Nearly a quarter of assessments for maintenance payments made by the Child Support Agency were wrong, a report revealed yesterday.

The study, carried out by Ernie Hazlewood, the Government's chief child support officer, also found that although 15 per cent were for the right amount staff had not been following official guidelines in making the assessment.

Labour and child support groups immediately seized on Mr Hazlewood's report which showed only 29 per cent of all assessments on the amount owed by absent parents were definitely correct and made by staff following proper procedures. While improvements in accuracy had been achieved since the previous year, the report said that progress made was still "disappointing". Staff are said to have made errors on nearly a quarter - 23 per cent - of cases, either sending out demands for too little or too much maintenance.

And in 28 per cent of cases, a lack of evidence meant it was not possible to tell whether the maintenance assessment had been correctly decided.

This report follows a highly critical one, published in June, by the National Audit Office. It found that fathers were paying up to pounds 55 too much, and also that the agency was owed more than pounds 500,000 in unpaid maintenance, a "significant" amount of which was not expected to be paid back.

Mr Hazlewood said that while some progress had been made there was "still some distance to go before standards may be regarded as generally acceptable" and the task ahead remained "substantial". He added that he "looked to CSA management and staff building on signs of improvement and increasing its pace over the year."

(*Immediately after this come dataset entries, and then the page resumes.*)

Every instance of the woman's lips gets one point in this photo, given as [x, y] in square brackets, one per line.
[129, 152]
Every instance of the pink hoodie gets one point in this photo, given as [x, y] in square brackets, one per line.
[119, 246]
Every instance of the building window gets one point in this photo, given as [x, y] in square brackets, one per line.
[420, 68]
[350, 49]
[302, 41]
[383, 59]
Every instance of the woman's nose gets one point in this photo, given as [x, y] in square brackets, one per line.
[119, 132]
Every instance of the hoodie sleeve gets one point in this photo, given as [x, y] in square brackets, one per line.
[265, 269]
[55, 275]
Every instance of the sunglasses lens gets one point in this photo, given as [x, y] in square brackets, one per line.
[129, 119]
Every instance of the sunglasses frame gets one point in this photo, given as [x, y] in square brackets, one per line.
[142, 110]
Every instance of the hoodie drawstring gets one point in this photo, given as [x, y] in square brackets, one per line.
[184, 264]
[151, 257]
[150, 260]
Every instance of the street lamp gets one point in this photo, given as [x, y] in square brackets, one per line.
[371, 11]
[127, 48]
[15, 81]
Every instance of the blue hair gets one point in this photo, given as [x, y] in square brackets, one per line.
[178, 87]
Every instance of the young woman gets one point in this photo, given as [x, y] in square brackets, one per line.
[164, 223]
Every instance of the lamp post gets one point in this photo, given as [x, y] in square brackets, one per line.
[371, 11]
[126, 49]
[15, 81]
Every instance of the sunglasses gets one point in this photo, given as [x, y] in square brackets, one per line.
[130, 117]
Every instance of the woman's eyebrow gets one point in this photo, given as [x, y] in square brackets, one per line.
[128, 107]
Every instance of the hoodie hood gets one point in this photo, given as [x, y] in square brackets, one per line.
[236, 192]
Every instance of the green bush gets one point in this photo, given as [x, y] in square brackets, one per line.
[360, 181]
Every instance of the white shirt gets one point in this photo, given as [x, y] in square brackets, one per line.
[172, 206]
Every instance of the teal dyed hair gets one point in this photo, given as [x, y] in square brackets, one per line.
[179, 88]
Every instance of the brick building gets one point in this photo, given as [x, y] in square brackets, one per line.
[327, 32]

Andrew Mitchell, the social security minister, said it showed the CSA was making "good and steady progress after a difficult start", but added: "The continuing requirement for improvement is substantial. The key elements are in place ... and I expect the agency to use them effectively to produce the standards which all concerned have a right to expect."

But Labour claimed the report revealed a "shockingly high level of inaccuracy" by the CSA in making assessments for maintenance payments. The Network Against the Child Support Agency said the report showed that despite various changes "the agency is still in administrative chaos".